Avon Patch: Reggio Magnet School Groundbreaking Turns the Soil for Education
Reggio Magnet School Groundbreaking Turns the Soil for Education
Capitol Region Education Council staff, Avon Public School and town officials, students, parents and local politicians celebrate the school’s construction on Waterville Road.
posted by Jessie Sawyer
September 21, 2012
The groundbreaking of a larger Capitol Region Education Council (CREC) Reggio Magnet School of the Arts is not only turning the soil on Waterville Road but also for increased opportunities in education.
This is such an exciting experience for us,” Denise M. Gallucci, CREC deputy executive director and superintendent of schools, said after a groundbreaking ceremony Friday. “It’s a privilege for us to offer this opportunity to kids in the capitol region.”
Site work to prepare for construction officially began about a month ago, according to Donald Walsh, CREC deputy executive director. The next step is laying down the foundation, he said. Construction should be completed by December 2013.
The magnet school was established in 2008 at Fisher Road in Avon as part of a settlement for Sheff vs. O’Neill, according to Walsh. The incentive behind the 1989 lawsuit was to create adequate educational opportunities for Hartford children and eliminate the “pocket of racial isolation,” he said.
Elizabeth Horton-Sheff herself, one of the plaintiffs in the Sheff vs. O’Neill case, spoke at the groundbreaking. She said that the commitment of the town of Avon, teachers and parents to her family’s dream made it tangible by supporting the Reggio school.
“Sheff [vs. O’Neill] came about through interest of families, urban and suburban and public interest lawyers to address inequities in Hartford with regard to education,” Horton-Sheff said.
Her son, Milo Sheff, who the lawsuit was named after, was 10 when Sheff vs. O’Neill was filed.
Horton-Sheff said that she’s noticed a huge difference since the first settlement. The achievement gap is closing, she said, and numerous magnet schools have been established as a result.
“A lot achieved, yet still more to do,” she said.
Gallucci, of Avon, has seen progress too. Many times, impoverished pre-kindergarten children who take the Peabody Picture Vocabulary Test when they start at Reggio are one or two standard deviations below the mean. By kindergarten, they are often at or above the standard.
Gallucci, whose daughter, Avery, 8, is a Reggio student, called Principal Josie Dipietro-Smith “a gifted educator.”
“It’s an amazing day for us,” DiPietro-Smith said.
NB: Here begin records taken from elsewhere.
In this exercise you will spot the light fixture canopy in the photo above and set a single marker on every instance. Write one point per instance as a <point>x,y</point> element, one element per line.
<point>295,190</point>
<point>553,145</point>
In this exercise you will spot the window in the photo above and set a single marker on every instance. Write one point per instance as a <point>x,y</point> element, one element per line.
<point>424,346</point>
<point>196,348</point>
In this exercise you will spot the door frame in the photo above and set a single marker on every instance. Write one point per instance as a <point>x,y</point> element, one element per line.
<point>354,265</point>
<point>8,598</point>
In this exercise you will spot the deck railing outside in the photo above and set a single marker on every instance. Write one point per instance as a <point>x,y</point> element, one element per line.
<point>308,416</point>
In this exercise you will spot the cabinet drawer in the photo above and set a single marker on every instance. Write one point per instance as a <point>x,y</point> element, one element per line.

CREC planned to open the school in September 2013, but Walsh said the new target date is January 2014. The construction was delayed because the Planning and Zoning application process went longer than expected, he said. Until then, approximately 300 pre-kindergarten to fifth grade Reggio students are taking their classes at a temporary facility on Security Drive that’s owned by Mark Greenberg.
“The kids love it, the staff loves it and the parents love it also,” Walsh said.
The 2008 settlement called for the creation of seven magnet schools – Reggio, the Public Safety Academy in Enfield, Medical Professions and Teacher Preparatory Academy in New Britain, International Magnet School in East Hartford, Discovery Academy, Aerospace and Engineering Academy in Windsor and Museum Academy. Thursday marked the groundbreaking for the Enfield and New Britain magnet schools and the International Magnet School groundbreaking was last week. Discovery Academy is currently in Wethersfield temporarily and will be relocated to South Windsor once a new site is built.
Milo Sheff is 33 now. He owns Milo Sheff Studio to record music in Hartford and he’s taking classes in video editing. Sheff’s also training to be a sous chef. His mother said he was out of school by the time of the first Sheff vs. O’Neill settlement in 1996, so he didn’t directly benefit.
“I didn’t do it for my child,” she said. “I did it for my children.”